The report goes on to project that, for 2013, only 3.97 million netbooks will be shipped. That's not only just a bit over 10 percent of the totals for 2010, but it's also a 72-percent drop from just 2012. Things only get worse for the netbook from there, as 2014's forecast is merely 264,000 units, another drop of greater than 90 percent.
Finally the magic year arrives, and 2015 is expected to ship not one netbook.
So what's driving those numbers down to such a catastrophic degree? It's all about the iPad, says Craig Stice of IHS iSuppli. “Netbooks shot to popularity immediately after launch because they were optimized for low cost, delivering what many consumers believed as acceptable computer performance,” he said. “However, netbooks began their descent into oblivion with the introduction in 2010 of Apple's iPad.”
Many figured it was inevitable that Apple would get into the netbook race itself, but instead, it stuck with the tablet design – then-CEO Steve Jobs pretty much killed all hope of an Apple netbook when he said, "We don't know how to make a $500 computer that's not a piece of junk, and our DNA won't let us ship that." – and the rest was history.
Indeed, the market seems to be going increasingly toward tablets for most of its computing needs. Given that, according to reports, the iPad accounts for one out of every six computers shipped, the market is voting with its wallet and is voting tablet. Sure, there will always be a place for desktops and laptops. The gaming market, for example, likely won't be able to make a huge move to tablet, especially as far as core gamers go. Those who deal in word processing are likely to prefer the keyboard stylings of a laptop or full desktop over those of tablets, even the external keyboards often found with tablets.
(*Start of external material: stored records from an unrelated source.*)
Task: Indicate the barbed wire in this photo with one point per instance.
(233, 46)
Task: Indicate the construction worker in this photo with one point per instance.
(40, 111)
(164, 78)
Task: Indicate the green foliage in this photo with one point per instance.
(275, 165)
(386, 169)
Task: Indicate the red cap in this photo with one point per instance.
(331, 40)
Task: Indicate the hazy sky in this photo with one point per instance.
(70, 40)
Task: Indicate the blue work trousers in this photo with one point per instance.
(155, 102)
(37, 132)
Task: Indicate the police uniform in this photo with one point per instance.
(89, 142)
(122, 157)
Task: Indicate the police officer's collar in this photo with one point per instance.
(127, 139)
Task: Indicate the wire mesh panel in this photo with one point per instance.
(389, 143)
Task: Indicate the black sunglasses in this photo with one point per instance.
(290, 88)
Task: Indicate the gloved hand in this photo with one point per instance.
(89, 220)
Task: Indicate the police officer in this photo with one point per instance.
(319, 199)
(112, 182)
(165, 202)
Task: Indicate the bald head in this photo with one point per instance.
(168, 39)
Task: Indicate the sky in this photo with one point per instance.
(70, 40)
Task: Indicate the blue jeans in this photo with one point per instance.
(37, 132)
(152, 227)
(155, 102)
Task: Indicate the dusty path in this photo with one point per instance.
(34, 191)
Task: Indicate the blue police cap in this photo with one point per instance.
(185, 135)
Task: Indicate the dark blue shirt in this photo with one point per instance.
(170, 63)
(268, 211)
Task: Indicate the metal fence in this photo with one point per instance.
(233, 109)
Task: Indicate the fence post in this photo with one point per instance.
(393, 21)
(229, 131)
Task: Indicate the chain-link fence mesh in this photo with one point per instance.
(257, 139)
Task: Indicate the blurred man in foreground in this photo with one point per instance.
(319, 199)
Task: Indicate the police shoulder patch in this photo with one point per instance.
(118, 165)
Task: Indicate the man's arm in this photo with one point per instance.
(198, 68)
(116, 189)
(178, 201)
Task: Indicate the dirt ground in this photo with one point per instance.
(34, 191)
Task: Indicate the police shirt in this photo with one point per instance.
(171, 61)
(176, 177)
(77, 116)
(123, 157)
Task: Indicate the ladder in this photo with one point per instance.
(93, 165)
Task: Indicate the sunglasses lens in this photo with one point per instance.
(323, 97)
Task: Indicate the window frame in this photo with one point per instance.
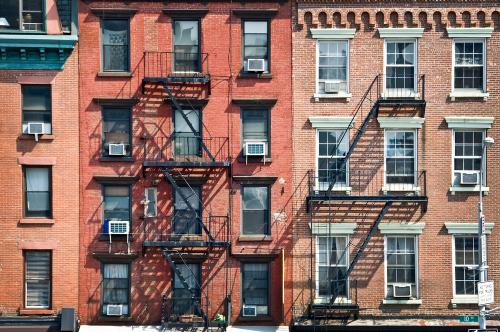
(268, 21)
(317, 81)
(416, 253)
(26, 214)
(101, 43)
(468, 40)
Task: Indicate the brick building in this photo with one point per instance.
(39, 145)
(185, 152)
(391, 104)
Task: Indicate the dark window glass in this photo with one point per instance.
(255, 209)
(115, 48)
(37, 187)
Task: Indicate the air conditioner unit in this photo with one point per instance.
(116, 149)
(249, 311)
(402, 290)
(114, 310)
(469, 177)
(256, 65)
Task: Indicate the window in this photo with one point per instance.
(255, 201)
(37, 104)
(186, 46)
(331, 267)
(115, 287)
(466, 263)
(469, 68)
(255, 286)
(116, 131)
(183, 302)
(115, 45)
(255, 125)
(255, 42)
(37, 192)
(467, 155)
(184, 220)
(400, 157)
(331, 153)
(24, 15)
(37, 279)
(332, 65)
(400, 70)
(187, 142)
(401, 270)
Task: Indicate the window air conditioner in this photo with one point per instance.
(116, 149)
(114, 310)
(402, 290)
(469, 177)
(249, 311)
(256, 65)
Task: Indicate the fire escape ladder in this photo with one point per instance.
(170, 178)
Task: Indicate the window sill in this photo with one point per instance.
(405, 302)
(469, 94)
(114, 74)
(455, 189)
(342, 95)
(36, 221)
(27, 312)
(42, 137)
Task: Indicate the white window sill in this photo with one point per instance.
(469, 94)
(408, 302)
(454, 189)
(340, 95)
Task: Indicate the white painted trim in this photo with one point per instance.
(469, 32)
(400, 122)
(331, 122)
(469, 122)
(341, 228)
(401, 228)
(400, 32)
(333, 33)
(466, 228)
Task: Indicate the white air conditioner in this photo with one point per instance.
(114, 310)
(116, 149)
(119, 227)
(249, 311)
(256, 65)
(471, 177)
(401, 290)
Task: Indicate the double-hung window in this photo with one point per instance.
(331, 267)
(115, 36)
(115, 289)
(37, 192)
(466, 262)
(332, 147)
(401, 267)
(469, 66)
(467, 157)
(37, 279)
(37, 105)
(255, 45)
(400, 67)
(333, 67)
(255, 287)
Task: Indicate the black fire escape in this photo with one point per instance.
(181, 159)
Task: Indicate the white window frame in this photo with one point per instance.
(343, 187)
(402, 186)
(417, 281)
(467, 40)
(316, 267)
(387, 92)
(341, 94)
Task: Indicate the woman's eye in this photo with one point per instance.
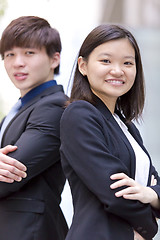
(8, 55)
(128, 63)
(29, 52)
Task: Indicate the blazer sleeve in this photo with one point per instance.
(87, 151)
(38, 145)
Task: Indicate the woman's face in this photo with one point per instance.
(110, 69)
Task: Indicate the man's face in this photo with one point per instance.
(29, 67)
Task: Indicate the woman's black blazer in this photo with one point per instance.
(93, 147)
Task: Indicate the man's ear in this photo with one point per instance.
(82, 66)
(55, 60)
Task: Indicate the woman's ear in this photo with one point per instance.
(82, 66)
(55, 60)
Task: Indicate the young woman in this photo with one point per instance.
(109, 170)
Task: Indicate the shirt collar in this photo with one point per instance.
(37, 90)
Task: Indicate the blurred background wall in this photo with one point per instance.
(75, 19)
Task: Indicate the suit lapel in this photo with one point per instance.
(107, 115)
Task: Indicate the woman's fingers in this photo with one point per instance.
(10, 169)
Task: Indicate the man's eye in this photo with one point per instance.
(105, 61)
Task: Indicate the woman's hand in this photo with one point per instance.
(137, 236)
(10, 169)
(134, 191)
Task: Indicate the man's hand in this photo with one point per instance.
(10, 169)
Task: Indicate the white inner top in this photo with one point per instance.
(142, 160)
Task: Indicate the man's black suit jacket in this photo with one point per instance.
(93, 147)
(30, 209)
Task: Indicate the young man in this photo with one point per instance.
(29, 203)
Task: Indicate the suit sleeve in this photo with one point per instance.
(38, 145)
(86, 149)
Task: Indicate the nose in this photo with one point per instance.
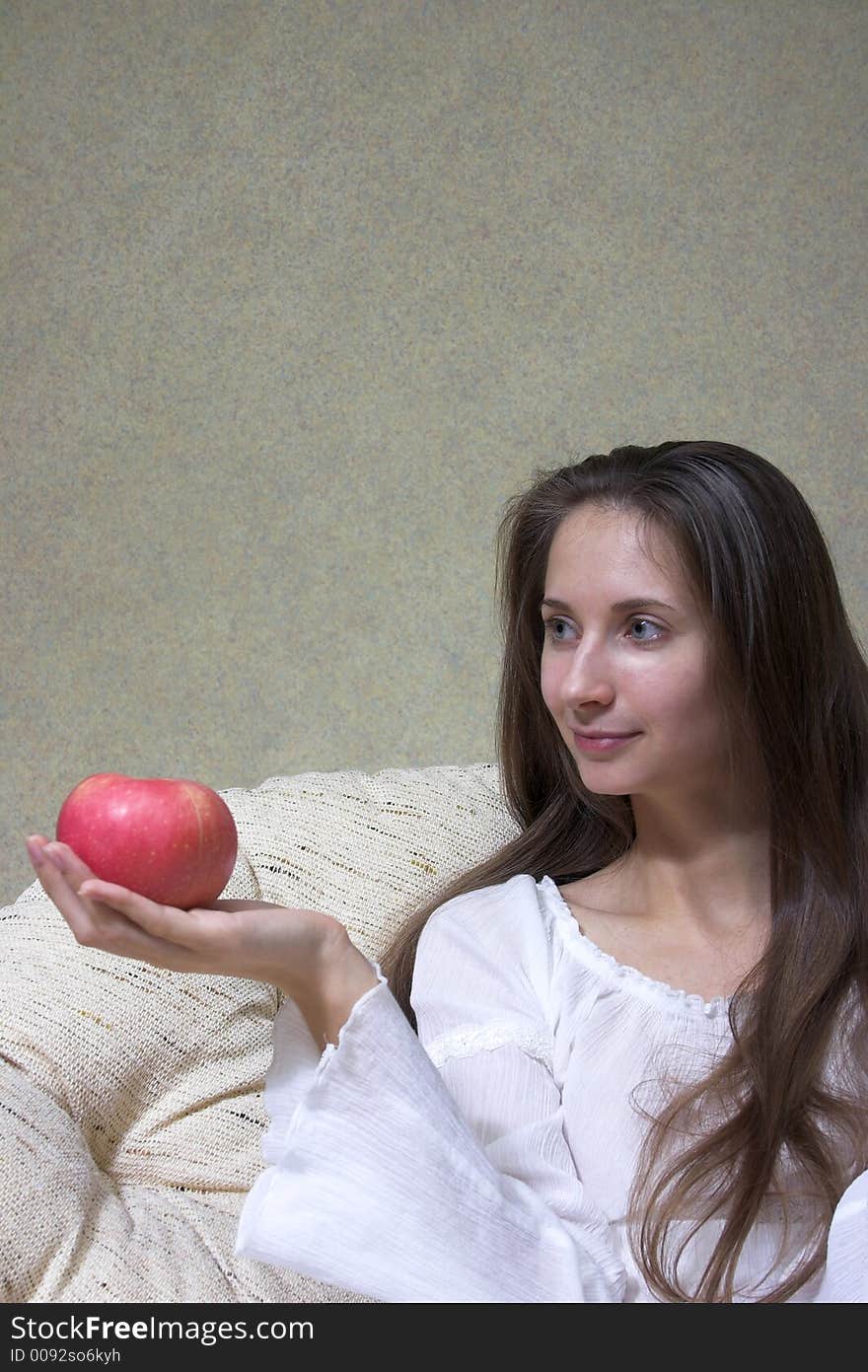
(589, 680)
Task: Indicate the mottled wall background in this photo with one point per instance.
(296, 295)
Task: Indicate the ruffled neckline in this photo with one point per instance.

But still, for many, tablets are likely to be the way to go, along with smartphones.
There's no denying that combination of mobility and power that a tablet can bring to the game, and the form factor is only likely to expand as time goes on. While the tablet may not devour the laptop or desktop the way it seems to be killing the netbook, it's clear that this form factor will be a part of the real estate for some time to come.